Sage is a free to use at cloud.sagemath.org. A session with your curve that verifies the relation runs like this.

sage: E = EllipticCurve(x^3+x^2-25*x+39 == y^2)

sage: P1 = E.lift_x(61/4)

sage: P2 = E.lift_x(-335/81)

sage: P3 = E.lift_x(21)

sage: 3*P1+2*P2+6*P3

(0 : 1 : 0)

If you intend to check by hand beware of the very large coefficients. For instance

sage: 6*P3

(17631797546863867480163645661711294049/2834578067615933833996300908324147456 : -6090252960717733600018 1399672827762453069546262535228527/4772353810493036247904139120367622993558177805319376896 : 1)

Answer 2

Thanks to Jesper Petersen for correcting the equation. Once we have the right coefficients and coordinates, the identity can be verified by writing the $P_i$ in terms of small generators, avoiding the calculation of huge numbers such as the 50+ digit denominator that arises in the direct verification.
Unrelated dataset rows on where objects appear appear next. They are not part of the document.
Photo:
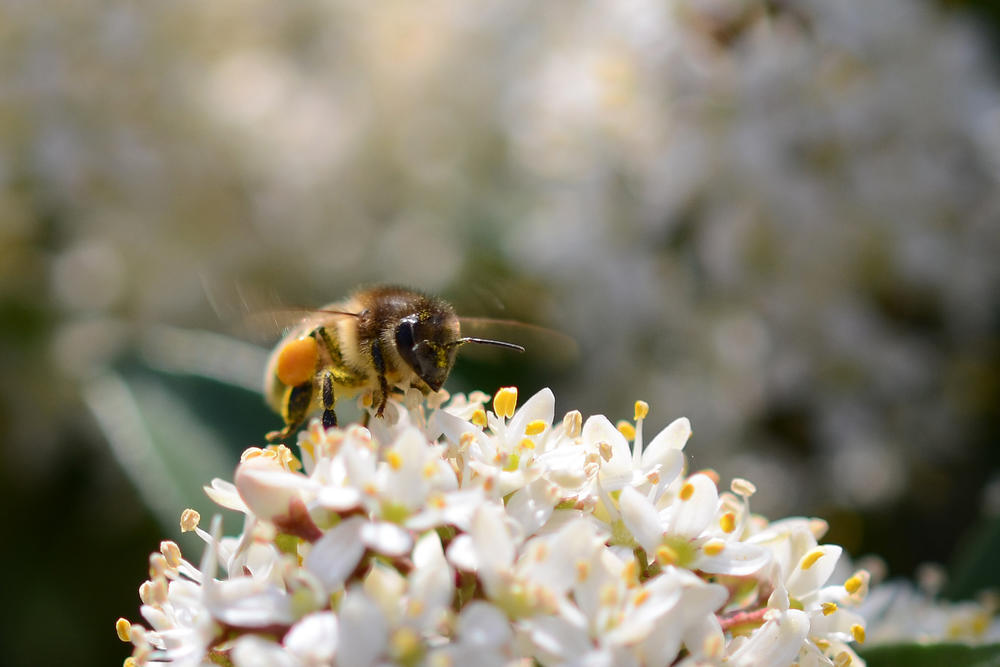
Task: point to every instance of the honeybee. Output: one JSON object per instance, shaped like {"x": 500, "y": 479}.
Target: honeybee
{"x": 379, "y": 338}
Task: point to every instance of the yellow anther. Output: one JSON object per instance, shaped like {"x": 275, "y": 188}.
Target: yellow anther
{"x": 743, "y": 487}
{"x": 171, "y": 552}
{"x": 158, "y": 566}
{"x": 665, "y": 555}
{"x": 189, "y": 520}
{"x": 251, "y": 453}
{"x": 394, "y": 459}
{"x": 626, "y": 429}
{"x": 124, "y": 629}
{"x": 535, "y": 427}
{"x": 713, "y": 547}
{"x": 810, "y": 558}
{"x": 505, "y": 401}
{"x": 605, "y": 450}
{"x": 687, "y": 491}
{"x": 843, "y": 659}
{"x": 573, "y": 424}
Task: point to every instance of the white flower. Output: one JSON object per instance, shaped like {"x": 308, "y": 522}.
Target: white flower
{"x": 483, "y": 544}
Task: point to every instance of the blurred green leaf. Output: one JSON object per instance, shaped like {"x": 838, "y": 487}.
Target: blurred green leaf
{"x": 975, "y": 568}
{"x": 932, "y": 655}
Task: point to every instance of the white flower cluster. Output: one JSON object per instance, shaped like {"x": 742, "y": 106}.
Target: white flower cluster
{"x": 455, "y": 534}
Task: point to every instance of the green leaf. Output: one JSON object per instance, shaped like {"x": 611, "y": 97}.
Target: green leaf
{"x": 975, "y": 568}
{"x": 932, "y": 655}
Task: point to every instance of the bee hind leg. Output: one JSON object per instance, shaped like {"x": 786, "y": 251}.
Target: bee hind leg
{"x": 329, "y": 416}
{"x": 295, "y": 407}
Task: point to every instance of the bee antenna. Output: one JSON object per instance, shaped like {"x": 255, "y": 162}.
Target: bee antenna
{"x": 487, "y": 341}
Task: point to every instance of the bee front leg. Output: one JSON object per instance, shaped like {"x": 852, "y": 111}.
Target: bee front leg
{"x": 383, "y": 384}
{"x": 329, "y": 416}
{"x": 295, "y": 407}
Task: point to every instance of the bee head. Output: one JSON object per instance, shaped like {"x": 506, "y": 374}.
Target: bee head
{"x": 429, "y": 344}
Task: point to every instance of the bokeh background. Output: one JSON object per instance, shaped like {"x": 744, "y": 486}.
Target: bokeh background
{"x": 779, "y": 218}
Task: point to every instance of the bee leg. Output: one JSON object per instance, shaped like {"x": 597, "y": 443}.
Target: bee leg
{"x": 329, "y": 416}
{"x": 383, "y": 385}
{"x": 295, "y": 408}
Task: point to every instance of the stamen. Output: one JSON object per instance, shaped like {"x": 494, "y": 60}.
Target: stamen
{"x": 189, "y": 520}
{"x": 743, "y": 487}
{"x": 665, "y": 555}
{"x": 810, "y": 559}
{"x": 714, "y": 547}
{"x": 505, "y": 401}
{"x": 171, "y": 552}
{"x": 535, "y": 427}
{"x": 626, "y": 429}
{"x": 573, "y": 424}
{"x": 605, "y": 450}
{"x": 124, "y": 629}
{"x": 843, "y": 659}
{"x": 854, "y": 583}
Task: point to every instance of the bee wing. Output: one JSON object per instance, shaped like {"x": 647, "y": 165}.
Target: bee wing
{"x": 259, "y": 316}
{"x": 558, "y": 347}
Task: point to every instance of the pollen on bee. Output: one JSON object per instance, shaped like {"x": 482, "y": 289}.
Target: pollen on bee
{"x": 626, "y": 429}
{"x": 297, "y": 361}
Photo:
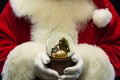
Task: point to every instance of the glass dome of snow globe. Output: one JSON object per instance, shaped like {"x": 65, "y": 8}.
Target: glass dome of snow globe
{"x": 60, "y": 45}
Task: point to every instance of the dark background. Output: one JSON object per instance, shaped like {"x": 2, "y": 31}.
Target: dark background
{"x": 116, "y": 4}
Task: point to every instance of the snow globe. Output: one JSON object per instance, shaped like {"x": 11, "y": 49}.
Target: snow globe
{"x": 60, "y": 48}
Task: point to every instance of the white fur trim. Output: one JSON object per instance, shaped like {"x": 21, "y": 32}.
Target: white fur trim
{"x": 102, "y": 17}
{"x": 49, "y": 16}
{"x": 96, "y": 62}
{"x": 20, "y": 62}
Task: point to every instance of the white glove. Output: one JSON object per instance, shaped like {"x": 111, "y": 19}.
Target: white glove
{"x": 72, "y": 73}
{"x": 42, "y": 71}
According to mwrank the group of rational points has rank $2$, and the points $G_1$, $G_2$ with $(x,y)$ coordinates $(1,4)$ and $(-5,8)$ generate the group modulo its torsion subgroup. According to gp the torsion subgroup has order $2$, with generator $T=(3,0)$. Hence the group of rational points is the direct sum of the torsion group $\{0,T\}$ with ${\bf Z}G_1 \oplus {\bf Z}G_2$. Now it's a matter of recognizing $P_1,P_2,P_3$ in this group, and it turns out that $$ P_1 = 2 G_2,\quad P_2 = 3 G_1,\quad P_3 = T + G_1 + G_2. $$ The desired identity follows. (Note that having found $G_1$, $G_2$, and $T$ one doesn't actually need to prove that they generate the full group of rational points to prove that the particular combinations $P_1,P_2,P_3$ satisfy $3P_1+2P_2=6P_3$.)